SAN FRANCISCO (BCN)
The San Francisco Municipal Transportation Agency is warning customers of a second day of major systemwide delays on Muni Tuesday due to a “sickout” by many employees stemming from labor contract negotiations.
The agency will add an additional 100 vehicles to the system Tuesday but notified commuters to expect service disruptions, Muni officials said.
All express and limited buses will be stopping at every stop unless the bus reaches full capacity, according to Muni officials.
Cable cars will be supplemented with limited shuttle buses, Muni officials said.
Customers are advised to find alternative means of transportation, according to Muni officials.
BART is honoring all Muni fares between the Daly City and Embarcadero stations, Muni officials said.
On Monday Muni ran on a third of its normal capacity due to workers calling in sick, agency spokesman Paul Rose said.
Many commuters experienced longer wait times and struggled to make their way around San Francisco on Monday.
The union has been in a contentious contract dispute with the SFMTA over the past two months and voted last week on a proposed agreement with the agency.
TWU Local 250-A members voted overwhelmingly to reject the proposal on Friday, according to results posted on the union’s website.

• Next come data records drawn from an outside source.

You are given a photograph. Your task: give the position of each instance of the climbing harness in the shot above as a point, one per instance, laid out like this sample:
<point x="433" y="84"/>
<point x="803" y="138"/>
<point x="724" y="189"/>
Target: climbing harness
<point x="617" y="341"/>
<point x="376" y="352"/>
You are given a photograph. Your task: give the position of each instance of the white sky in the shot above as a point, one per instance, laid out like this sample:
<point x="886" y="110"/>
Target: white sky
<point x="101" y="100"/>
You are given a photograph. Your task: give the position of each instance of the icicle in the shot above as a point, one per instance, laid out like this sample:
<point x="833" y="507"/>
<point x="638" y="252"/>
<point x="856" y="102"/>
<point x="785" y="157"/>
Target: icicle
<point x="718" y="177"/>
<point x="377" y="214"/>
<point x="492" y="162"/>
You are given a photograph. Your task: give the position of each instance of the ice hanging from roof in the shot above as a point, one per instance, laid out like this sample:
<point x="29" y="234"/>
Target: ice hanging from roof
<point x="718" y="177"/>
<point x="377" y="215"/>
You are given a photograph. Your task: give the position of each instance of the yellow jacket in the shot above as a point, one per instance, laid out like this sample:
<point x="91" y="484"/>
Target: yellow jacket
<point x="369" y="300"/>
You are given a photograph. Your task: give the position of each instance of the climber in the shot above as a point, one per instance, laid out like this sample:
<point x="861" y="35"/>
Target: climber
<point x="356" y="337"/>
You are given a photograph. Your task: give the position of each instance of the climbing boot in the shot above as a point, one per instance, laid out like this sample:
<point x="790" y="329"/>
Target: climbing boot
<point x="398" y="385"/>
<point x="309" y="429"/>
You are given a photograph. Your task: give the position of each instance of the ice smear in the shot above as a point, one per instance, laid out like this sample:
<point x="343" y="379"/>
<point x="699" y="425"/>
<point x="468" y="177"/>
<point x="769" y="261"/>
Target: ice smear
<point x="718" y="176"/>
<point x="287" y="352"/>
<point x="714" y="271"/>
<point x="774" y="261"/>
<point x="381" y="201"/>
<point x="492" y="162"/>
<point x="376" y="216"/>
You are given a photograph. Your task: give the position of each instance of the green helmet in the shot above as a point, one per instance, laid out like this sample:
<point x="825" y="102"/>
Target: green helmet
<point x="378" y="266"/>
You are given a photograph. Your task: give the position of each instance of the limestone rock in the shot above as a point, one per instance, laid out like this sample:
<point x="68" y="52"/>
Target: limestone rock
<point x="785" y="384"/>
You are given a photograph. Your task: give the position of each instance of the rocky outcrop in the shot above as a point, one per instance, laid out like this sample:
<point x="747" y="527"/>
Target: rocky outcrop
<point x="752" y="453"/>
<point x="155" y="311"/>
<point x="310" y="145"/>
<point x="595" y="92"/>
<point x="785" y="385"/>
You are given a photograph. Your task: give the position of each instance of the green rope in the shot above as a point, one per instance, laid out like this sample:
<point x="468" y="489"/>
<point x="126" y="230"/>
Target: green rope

Union president Eric Williams said in a statement on the site that it was an “unfair contract” and that the “city devalued our service as they proposed unreasonable take aways.”

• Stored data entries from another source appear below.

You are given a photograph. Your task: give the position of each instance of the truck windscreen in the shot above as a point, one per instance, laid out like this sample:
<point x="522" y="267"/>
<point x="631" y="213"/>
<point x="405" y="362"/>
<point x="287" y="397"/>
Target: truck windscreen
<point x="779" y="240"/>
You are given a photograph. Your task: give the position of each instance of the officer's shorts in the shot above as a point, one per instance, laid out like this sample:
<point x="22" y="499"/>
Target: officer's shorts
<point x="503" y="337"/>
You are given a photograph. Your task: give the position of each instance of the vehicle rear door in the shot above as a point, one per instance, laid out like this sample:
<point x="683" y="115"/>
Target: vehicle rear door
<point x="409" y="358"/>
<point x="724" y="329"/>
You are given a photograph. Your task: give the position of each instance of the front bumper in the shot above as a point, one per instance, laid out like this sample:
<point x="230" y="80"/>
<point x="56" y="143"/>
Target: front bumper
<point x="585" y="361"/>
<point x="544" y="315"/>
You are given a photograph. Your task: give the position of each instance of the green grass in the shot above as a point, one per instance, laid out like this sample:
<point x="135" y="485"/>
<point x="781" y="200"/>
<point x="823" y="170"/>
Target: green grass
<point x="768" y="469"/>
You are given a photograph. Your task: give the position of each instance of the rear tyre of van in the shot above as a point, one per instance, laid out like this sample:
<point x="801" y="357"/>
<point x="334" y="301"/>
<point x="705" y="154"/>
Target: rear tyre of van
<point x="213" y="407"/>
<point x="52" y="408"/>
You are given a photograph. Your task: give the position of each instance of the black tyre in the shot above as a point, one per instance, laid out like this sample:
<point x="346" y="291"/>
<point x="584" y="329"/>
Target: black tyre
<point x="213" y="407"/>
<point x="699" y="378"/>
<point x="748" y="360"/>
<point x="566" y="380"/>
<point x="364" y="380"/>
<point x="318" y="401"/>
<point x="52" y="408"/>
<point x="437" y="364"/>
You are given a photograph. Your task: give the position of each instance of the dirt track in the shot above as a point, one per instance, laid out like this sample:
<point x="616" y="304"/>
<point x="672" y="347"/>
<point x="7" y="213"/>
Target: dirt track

The proposed contract would give Muni workers an 11.45 percent raise over the next two years, bumping up operator pay to just under $32 per hour by July, according to Rose, the Muni spokesman.
However, the contract also proposes that workers contribute 7.5 percent to their pensions, an amount now covered by Muni.

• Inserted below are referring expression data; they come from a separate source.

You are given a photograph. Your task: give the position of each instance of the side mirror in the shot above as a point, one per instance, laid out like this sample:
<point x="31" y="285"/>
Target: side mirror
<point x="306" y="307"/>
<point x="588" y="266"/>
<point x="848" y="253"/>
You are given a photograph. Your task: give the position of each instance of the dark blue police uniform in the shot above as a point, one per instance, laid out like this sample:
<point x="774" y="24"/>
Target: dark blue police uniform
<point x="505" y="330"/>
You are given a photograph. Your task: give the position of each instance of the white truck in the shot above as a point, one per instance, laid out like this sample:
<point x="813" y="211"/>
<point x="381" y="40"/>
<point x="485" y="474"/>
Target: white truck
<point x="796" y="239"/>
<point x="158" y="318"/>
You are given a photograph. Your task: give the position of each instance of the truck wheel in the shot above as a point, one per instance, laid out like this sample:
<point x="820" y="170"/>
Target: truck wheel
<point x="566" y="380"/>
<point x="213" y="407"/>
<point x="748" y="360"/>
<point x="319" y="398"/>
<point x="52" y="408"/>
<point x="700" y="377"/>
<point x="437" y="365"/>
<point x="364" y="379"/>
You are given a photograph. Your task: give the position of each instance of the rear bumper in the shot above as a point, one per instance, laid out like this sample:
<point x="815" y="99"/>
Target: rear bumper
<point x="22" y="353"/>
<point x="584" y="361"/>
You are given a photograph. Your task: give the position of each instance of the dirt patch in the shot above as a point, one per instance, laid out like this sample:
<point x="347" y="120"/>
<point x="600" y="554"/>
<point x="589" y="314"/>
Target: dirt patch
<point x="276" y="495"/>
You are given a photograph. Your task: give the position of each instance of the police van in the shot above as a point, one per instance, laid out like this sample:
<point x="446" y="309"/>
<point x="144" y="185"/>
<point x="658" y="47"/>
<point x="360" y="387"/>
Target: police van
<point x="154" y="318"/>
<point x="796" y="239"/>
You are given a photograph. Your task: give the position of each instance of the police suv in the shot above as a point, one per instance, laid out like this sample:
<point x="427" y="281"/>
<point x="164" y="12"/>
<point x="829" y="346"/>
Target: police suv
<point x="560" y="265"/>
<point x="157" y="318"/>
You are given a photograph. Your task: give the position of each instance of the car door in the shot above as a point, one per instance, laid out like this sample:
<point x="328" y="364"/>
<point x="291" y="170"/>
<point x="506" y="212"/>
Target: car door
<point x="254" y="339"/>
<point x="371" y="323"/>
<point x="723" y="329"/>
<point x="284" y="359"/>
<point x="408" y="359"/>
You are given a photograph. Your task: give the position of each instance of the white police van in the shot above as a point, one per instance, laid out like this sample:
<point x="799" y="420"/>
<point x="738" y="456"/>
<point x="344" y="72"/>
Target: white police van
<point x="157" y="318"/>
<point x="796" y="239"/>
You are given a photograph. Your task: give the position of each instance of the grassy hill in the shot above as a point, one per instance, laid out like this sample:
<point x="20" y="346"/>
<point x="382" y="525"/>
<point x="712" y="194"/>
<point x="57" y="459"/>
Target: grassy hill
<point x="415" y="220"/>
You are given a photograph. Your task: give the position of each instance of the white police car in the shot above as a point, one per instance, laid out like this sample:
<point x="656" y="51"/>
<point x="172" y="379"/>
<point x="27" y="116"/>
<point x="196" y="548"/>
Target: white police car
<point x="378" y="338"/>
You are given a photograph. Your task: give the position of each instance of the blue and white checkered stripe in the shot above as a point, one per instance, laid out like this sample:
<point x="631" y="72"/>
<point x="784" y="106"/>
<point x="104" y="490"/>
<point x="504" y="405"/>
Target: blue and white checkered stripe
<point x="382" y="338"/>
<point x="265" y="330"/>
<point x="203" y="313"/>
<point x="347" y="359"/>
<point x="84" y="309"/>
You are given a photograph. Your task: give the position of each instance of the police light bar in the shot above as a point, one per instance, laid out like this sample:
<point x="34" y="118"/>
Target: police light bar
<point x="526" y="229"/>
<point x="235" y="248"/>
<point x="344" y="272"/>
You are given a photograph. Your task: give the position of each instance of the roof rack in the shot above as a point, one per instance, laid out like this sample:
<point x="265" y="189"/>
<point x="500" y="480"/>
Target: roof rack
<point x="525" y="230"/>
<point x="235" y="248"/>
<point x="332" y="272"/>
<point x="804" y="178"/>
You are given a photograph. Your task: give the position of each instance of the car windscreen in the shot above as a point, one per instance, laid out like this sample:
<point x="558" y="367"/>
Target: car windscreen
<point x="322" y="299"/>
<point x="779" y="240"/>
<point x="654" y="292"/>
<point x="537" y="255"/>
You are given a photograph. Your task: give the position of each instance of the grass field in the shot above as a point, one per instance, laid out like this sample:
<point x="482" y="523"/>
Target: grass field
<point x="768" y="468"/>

Rose said the city pays 92.5 percent of transit operators’ pensions, an amount he said “is in line with most other city workers.”
The spokesman said Muni officials may not know until early Tuesday morning about whether another sickout is planned and said riders should know “some of the delays they saw today might occur tomorrow.”
More than 700,000 trips are made on Muni each day, according to Rose.